During Holman’s first decade at Stanford, a whole new branch of immunology had developed, focusing on the cells of the immune system and their intricate interactions with the chemical signals they produce. Understanding antibodies apparently was not going to cure the autoimmune diseases such as lupus and rheumatoid arthritis. Holman was confronted with a choice: either learn cellular immunology or move on to a field other than immunology.
“New cellular immunologists were being trained everywhere by that time. If I were to become a refurbished immunologist able to do cellular work, I wouldn’t be contributing much. There would be younger people who were faster and better than I was,” he says. “Whereas the school had close to zero in the way of health services research, which interested me very much. So that’s what I decided to do.” Thus, Holman began to develop his chronic disease model, which has been his focus for the last three decades.
Holman recognized early on that ambulatory medicine — especially in the age of AIDS — was taking off and required new skills, notes Merigan. “His liberal and social approach to all matters is now carried over to outreach and new approaches to taking care of the underserved,” says Rosenberg.
Plotting the next revolution
According to Holman, over the past 30 years the nation’s principal health problem changed from acute disease, mainly infections, to chronic disease such as diabetes, heart disease and arthritis. Now nearly half of the U.S. population has a chronic medical condition. The care for these conditions consumes 78 percent of health-care dollars.

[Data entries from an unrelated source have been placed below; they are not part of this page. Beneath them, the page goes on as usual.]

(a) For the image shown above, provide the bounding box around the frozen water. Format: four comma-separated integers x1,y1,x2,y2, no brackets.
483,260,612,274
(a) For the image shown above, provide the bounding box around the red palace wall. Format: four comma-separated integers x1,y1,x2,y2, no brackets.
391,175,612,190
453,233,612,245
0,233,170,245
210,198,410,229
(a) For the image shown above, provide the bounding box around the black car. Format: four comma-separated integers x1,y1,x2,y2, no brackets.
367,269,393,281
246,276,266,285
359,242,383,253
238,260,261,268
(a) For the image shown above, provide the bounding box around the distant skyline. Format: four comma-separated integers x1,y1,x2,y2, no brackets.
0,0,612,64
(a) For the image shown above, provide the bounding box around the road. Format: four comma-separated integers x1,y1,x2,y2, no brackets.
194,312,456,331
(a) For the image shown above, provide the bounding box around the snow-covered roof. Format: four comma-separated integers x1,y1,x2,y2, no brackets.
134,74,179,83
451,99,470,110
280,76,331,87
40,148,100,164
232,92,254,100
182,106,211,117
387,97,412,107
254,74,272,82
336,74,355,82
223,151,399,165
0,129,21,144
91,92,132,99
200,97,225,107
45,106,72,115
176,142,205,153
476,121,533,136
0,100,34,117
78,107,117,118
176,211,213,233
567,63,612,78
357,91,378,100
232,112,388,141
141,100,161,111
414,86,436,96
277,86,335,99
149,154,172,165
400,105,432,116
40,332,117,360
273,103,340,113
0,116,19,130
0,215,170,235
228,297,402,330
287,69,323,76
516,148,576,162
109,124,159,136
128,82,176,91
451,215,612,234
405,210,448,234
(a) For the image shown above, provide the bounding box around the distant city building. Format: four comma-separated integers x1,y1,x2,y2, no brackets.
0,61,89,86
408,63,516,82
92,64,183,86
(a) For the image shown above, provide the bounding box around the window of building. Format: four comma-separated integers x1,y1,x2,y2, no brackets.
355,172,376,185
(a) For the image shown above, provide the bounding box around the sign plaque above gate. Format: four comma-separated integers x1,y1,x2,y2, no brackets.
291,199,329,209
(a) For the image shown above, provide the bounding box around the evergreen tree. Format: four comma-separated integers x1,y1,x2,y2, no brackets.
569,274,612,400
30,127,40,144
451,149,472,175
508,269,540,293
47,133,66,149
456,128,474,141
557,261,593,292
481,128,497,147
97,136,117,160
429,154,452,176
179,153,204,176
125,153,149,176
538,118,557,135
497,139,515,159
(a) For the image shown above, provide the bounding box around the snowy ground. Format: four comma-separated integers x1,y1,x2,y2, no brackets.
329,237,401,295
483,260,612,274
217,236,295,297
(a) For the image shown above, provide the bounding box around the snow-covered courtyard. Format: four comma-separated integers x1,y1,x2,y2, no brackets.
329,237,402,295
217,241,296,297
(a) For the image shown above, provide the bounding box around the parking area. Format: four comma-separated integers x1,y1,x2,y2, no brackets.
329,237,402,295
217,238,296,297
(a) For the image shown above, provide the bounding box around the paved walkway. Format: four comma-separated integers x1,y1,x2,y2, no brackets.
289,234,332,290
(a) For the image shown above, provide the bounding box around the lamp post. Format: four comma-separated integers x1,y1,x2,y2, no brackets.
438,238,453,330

“The leadership in American academic medicine and in health policy has basically failed to respond to that change,” says Holman, “and as a result we have both ineffectiveness and inefficiency in health care.” The deficiencies as he sees them: inadequate quality of care, inadequate access to care (many are uninsured, but even insured people are having their benefits curtailed) and excessive cost. “The bottom line is the way in which medical offices are managed often stinks. We have to learn from business how to make things run efficiently.”

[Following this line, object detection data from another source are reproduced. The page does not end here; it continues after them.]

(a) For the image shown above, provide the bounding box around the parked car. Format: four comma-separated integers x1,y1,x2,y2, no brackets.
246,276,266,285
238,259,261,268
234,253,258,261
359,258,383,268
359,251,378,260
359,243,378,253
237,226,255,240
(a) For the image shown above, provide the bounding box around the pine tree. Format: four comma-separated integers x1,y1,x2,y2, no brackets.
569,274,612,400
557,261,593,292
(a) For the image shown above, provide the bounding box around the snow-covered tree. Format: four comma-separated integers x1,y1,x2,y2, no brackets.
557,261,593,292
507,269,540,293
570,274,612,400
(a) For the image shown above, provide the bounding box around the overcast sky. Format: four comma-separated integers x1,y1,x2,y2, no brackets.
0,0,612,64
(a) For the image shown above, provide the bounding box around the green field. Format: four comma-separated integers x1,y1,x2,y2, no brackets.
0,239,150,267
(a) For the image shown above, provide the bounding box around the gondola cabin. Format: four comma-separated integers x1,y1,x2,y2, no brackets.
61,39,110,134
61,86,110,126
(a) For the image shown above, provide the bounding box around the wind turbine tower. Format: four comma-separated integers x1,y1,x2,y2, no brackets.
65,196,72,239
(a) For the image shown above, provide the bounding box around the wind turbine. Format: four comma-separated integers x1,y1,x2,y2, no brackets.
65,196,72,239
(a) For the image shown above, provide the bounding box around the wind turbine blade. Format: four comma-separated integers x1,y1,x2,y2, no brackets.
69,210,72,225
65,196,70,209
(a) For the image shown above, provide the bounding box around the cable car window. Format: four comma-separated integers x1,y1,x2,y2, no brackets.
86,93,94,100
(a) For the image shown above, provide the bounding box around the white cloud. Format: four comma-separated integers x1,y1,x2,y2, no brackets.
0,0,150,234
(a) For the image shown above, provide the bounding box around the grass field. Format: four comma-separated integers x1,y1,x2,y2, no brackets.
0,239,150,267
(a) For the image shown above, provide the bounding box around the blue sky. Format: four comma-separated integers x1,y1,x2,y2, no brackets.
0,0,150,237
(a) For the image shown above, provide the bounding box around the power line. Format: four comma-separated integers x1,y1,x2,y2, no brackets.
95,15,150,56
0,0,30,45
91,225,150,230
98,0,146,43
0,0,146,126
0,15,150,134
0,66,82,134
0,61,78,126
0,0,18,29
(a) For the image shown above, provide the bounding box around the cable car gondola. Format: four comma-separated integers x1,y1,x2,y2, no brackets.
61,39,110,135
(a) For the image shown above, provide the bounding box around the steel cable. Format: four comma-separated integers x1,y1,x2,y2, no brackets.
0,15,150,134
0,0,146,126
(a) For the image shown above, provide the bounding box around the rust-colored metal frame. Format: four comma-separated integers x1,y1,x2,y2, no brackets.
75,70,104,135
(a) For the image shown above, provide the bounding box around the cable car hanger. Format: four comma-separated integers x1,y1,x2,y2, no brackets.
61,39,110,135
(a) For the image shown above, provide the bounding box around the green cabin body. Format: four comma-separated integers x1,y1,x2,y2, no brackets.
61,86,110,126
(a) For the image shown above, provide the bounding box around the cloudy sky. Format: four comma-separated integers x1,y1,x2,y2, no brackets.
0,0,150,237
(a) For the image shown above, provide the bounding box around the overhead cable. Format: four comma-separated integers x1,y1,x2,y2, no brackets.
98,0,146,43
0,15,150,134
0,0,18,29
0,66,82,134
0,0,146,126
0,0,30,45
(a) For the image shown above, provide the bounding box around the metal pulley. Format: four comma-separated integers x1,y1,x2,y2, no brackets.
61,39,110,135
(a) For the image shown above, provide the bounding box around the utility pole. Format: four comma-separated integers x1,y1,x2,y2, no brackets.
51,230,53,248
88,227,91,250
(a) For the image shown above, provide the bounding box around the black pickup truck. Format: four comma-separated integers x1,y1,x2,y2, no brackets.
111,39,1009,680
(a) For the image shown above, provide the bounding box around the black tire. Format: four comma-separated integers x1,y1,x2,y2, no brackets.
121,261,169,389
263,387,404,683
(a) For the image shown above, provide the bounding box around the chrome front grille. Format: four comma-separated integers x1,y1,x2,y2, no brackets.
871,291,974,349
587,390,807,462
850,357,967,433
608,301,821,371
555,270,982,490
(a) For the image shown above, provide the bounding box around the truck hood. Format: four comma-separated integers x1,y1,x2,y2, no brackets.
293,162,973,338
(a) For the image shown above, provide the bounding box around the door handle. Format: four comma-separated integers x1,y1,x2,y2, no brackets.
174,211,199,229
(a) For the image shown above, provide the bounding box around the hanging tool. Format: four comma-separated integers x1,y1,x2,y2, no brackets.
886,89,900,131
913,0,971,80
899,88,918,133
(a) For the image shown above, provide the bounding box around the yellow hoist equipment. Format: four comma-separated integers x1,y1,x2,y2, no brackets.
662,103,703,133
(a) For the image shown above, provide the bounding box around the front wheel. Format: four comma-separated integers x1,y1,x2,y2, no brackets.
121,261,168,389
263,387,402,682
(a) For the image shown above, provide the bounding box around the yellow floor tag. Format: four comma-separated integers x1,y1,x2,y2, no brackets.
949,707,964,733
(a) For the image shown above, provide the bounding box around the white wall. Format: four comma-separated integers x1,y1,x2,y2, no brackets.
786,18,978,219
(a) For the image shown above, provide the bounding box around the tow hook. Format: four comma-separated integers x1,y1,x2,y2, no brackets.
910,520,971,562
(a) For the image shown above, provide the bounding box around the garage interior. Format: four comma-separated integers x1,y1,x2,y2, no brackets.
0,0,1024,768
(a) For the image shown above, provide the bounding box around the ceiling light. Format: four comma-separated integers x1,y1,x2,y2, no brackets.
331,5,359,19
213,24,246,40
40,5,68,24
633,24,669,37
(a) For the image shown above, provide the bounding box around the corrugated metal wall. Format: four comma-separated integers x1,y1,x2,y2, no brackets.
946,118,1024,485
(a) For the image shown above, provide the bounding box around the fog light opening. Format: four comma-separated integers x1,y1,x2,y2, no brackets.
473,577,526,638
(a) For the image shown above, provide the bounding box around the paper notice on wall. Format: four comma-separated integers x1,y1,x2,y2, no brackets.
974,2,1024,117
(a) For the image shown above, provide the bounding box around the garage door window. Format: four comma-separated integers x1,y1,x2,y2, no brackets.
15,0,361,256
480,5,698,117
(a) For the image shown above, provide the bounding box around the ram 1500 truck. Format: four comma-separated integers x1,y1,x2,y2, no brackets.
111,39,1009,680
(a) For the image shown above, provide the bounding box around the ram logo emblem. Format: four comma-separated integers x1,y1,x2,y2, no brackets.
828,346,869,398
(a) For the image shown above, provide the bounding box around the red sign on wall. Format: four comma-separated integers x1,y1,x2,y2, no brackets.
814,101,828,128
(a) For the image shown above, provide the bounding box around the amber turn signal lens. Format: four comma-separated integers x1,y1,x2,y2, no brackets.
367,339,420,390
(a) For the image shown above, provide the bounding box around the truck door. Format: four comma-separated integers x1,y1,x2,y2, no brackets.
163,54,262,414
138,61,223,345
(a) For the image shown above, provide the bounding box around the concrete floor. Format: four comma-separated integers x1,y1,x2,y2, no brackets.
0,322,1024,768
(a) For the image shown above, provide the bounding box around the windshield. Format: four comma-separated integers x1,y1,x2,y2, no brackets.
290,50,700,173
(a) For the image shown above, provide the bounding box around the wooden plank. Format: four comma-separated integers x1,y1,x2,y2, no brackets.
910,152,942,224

Holman published a commentary in the Journal of the American Medical Association last September outlining his chronic care model and his remedies for the problem. Part of the solution is for physicians to relinquish some control and encourage patients to play more of a role in their own care.

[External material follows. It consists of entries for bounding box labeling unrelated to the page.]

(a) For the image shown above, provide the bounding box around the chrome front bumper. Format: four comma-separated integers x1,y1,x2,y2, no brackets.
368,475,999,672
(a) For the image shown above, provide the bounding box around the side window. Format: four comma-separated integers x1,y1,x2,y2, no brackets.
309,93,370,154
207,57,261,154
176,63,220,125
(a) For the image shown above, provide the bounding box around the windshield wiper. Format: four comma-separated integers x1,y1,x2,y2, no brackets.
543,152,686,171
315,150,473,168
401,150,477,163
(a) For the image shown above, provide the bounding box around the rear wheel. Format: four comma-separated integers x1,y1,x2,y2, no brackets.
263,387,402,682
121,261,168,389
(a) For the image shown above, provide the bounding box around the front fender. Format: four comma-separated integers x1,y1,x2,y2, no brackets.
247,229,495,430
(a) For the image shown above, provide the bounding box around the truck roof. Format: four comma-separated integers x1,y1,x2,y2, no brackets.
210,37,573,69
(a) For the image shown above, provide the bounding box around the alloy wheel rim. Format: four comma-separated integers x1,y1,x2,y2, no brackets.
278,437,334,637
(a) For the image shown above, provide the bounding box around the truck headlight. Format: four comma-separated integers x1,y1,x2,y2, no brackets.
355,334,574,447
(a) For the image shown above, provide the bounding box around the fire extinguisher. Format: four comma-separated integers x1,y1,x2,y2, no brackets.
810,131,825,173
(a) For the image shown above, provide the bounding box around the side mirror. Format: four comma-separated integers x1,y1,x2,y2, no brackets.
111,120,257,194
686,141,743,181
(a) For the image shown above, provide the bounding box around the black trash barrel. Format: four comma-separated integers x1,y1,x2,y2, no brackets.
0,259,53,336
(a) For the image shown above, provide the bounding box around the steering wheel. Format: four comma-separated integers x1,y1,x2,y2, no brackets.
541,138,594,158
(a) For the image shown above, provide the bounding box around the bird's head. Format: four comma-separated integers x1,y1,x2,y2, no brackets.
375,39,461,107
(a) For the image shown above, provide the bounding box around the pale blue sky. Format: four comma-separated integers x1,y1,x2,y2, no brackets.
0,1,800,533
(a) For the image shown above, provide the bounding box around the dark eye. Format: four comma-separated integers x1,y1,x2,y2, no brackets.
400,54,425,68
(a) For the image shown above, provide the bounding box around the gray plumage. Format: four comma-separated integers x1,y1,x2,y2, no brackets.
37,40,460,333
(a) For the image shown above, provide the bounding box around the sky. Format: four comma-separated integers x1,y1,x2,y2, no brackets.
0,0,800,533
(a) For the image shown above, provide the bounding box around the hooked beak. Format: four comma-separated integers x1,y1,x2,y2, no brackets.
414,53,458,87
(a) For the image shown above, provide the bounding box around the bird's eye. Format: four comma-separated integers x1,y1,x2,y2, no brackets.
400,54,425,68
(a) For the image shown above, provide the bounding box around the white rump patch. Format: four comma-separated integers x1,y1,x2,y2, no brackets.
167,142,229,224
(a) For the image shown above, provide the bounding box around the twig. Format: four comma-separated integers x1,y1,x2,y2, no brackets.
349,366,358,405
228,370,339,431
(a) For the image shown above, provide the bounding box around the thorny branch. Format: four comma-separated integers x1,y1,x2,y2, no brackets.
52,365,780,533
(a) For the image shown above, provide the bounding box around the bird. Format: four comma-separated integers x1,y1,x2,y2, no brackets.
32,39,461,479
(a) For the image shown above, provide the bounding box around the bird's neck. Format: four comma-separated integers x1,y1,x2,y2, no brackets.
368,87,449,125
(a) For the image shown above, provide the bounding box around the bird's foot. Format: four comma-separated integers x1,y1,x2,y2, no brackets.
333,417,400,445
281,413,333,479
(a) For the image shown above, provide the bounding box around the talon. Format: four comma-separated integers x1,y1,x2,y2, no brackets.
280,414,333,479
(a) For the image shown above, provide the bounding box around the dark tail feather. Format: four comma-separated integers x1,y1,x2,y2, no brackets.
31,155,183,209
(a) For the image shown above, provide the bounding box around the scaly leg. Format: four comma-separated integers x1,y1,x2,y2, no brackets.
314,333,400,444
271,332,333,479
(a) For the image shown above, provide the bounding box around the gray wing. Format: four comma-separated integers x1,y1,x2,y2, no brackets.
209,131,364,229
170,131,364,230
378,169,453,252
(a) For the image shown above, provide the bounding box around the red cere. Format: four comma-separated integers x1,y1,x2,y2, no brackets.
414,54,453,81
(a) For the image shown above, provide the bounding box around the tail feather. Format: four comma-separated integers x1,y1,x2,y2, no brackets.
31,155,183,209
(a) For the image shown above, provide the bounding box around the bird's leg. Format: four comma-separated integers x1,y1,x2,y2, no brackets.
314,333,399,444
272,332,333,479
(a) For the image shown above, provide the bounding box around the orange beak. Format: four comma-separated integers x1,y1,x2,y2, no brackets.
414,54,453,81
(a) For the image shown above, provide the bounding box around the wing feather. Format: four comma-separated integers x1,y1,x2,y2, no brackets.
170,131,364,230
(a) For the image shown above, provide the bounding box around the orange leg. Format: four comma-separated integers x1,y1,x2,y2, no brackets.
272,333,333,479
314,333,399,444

Empowering patients to manage their chronic health conditions has personal meaning to Holman, who has osteoarthritis. Working with professor of medicine Kate Lorig, PhD, he pioneered self-management programs for arthritis patients decades before he had the condition himself. “It’s been helpful to me, knowing how to put myself in the context of chronic illness and to begin to deal with it,” he says. “And since I work primarily with arthritis patients, I can use my own experience to help them understand how to deal with their problem.”
Looking back over his career and events in the world of medicine during that time, Holman sees a pattern: “The people at Stanford in the 1950s recognized the need for change. We weren’t doing a good job with health care and we couldn’t understand why people got sick. We had a chance to bring science in and enhance our understanding and we did. We changed the way we taught and to some extent how we practiced medicine. Our educational goal in the ’60s was to make the science relevant to clinical care. In a way, we viewed ourselves as bringing a new set of tools to clinical medicine.”
“Now the prevalence of chronic disease, which is the result of many forces, is requiring another shift. It’s basically recognizing that nothing is stable and that old solutions rarely continue to work.”